Okay. Thank you for taking all our questions, and congrats.
Thank you.
We have no further questions. I'll turn the call back over to Nadim for closing remarks.
Thanks very much. Look, we're very pleased with this transaction on several fronts. Firstly, we're very thrilled to be working with our partners at Taiho. Outside of clinical oncology, there's nobody who knows this molecule better than our partners at Taiho, who have been our partners throughout the journey. We're really pleased about that. It's a really good strategic fit also for Taiho, who focus in on small molecules in the targeted therapy space. And also there's a commercial infrastructure in place at Taiho that we can slot into. We're excited in terms of our choice of partner, and it was a competitive process, and Taiho came up with a compelling bid for us, which was both compelling in terms of strategic fit and finances.

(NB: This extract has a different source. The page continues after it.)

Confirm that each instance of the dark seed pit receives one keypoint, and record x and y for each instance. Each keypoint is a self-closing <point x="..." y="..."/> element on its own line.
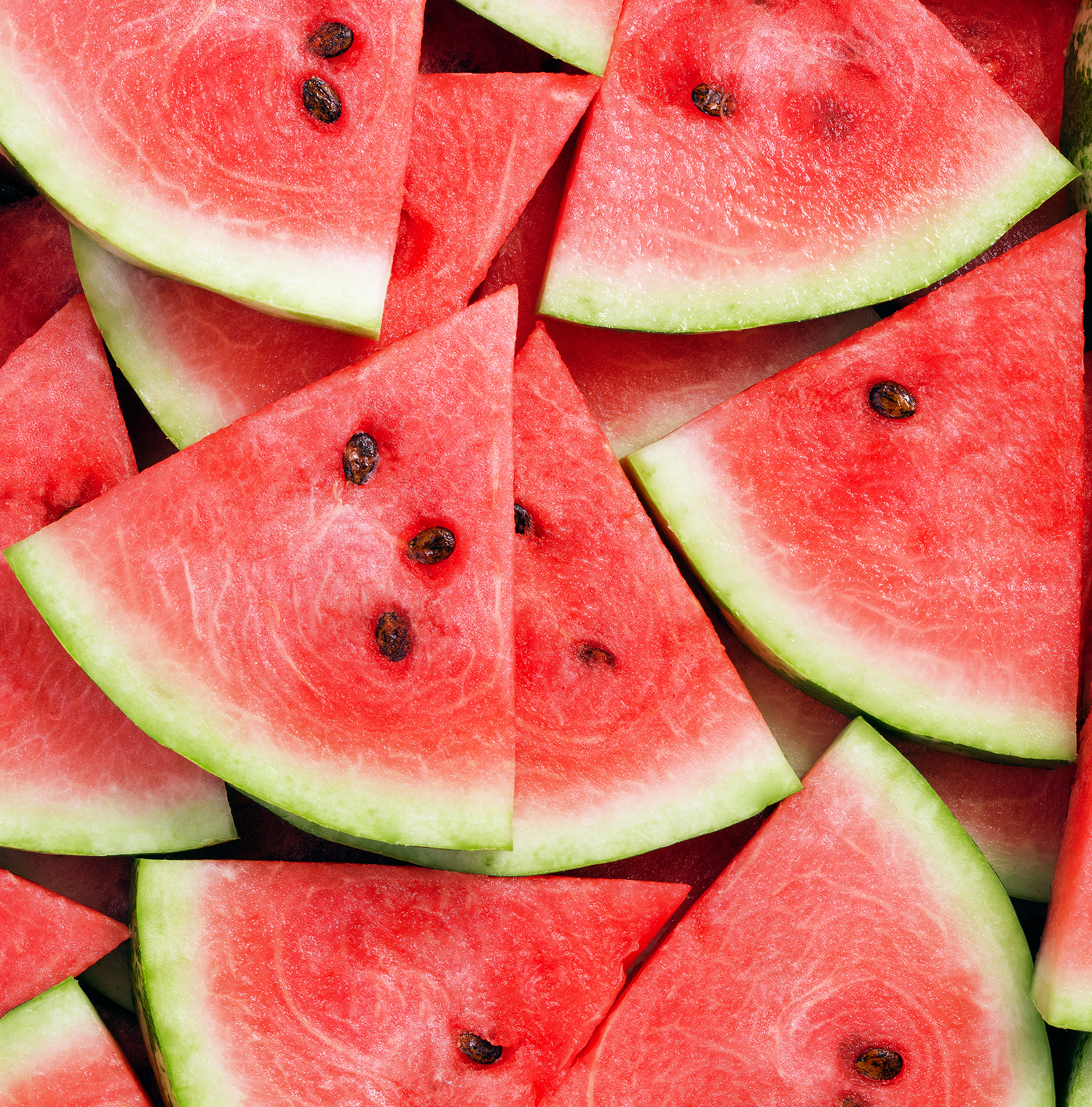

For us also, you know, as I mentioned earlier, having the upfront cash available will allow us to really rapidly advance our burgeoning portfolio, which will be five programs in the clinic next year. We're excited about that, as well as continue to look for promising new oncology programs that are out there. I think this is a pivotal moment for the company. We're very excited to be working in partnership with Taiho, and we look forward to continuing to keep you updated as our pipeline continues to progress. Thank you very much for your attention today.
This concludes today's call. We thank you again for your participation. You may now disconnect.